Pour revenir ànos moutons, il y a un intérêt considérable pour la musique dite industrielle récemment, et par ricochet, pour les groupes pionniers dont Cabaret Voltaire fait partie. Le documentaire Industrial Soundtrack For An Urban Decay est le premier long métrage à traiter de ce sujet. Ca t'inspire quoi toute cette attention ?
J’ai dû donner mon autorisation pour qu'ils utilisent la musique de leur film. Je pense que c’est n’importe quoi, parce que Cabaret Voltaire n’a jamais été un groupe de musique industrielle. Il n’y avait qu’un groupe de musique industrielle, c’est Throbbing Gristle, et beaucoup de gens les ont copié après. Je ne pense pas que la musique industrielle ait quoi que ce soit à voir avec le son d’une industrie. Ils se sont complètement plantés, c’est vraiment de la merde leur truc. Tout le monde part du principe que parce que les Cabs viennent de Sheffield, et que Sheffield avait une grosse industrie sidérurgique dans les années 70, on faisait de la musique industrielle. Cabaret Voltaire ne s’est pas mis à la musique pour faire le même bruit qu’une usine, c’est ce qu’on entendait déjà tous les jours, pourquoi faire un truc pareil ? On voulait faire quelque chose qui ressemblait au son d’une autre planète, pas celui d’une putain d’usine à métaux ! [Rires]

Dimanche aura lieu le premier concert de Cabaret Voltaire depuis 30 ans Vous aviez déjà joué en France avant ?
En 1979, on a fait une résidence d’une semaine dans un club appelé le Gibus, on a joué 7 soirs d’affilée là-bas. Et on a tourné deux fois en France dans les années 80, à Paris et à Rennes aux Transmusicales… Ça existe toujours ?

Oui, et le Gibus aussi dailleurs mais ça a changé disons.
Et j’ai joué à Paris en 2007 aussi, mais pas sous le nom de Cabaret Voltaire. C’était pour la Fashion Week, je crois que c’était pour Cerruti. Ils m’ont demandé d’écrire de la musique, et de venir la jouer en live pendant que les mannequins défilaient. C’était génial, et les fringues étaient très cool.
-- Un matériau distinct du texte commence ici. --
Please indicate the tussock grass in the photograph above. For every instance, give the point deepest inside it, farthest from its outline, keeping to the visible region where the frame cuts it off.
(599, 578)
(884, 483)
Donc j'imagine que t'es hyper excité par le fait d'être en tête d'affiche du festival Villette Sonique?
Super excité oui ! Mon set change à chaque fois. J’ai joué en Espagne il y a deux semaines et c’était déjà différent de Berlin. J’improvise la bande-son selon les visuels et la réaction du public, c’est ça l’idée. D’ailleurs, je vais bosser cette semaine en studio pour écrire du nouveau matériel. C’est une évolution permanente, je ne pourrais pas faire la même chose plusieurs fois. Ca serait ennuyeux pour moi, et pour le public. C’est exactement comme ce que faisait Cabaret Voltaire il y a des dizaines d’années. À chaque concert, on ajoutait quelque chose de nouveau. C’est la tradition. Je compte sur toi pour être là, et je te conseille de prendre des bouchons d’oreille : ça va faire beaucoup de bruit.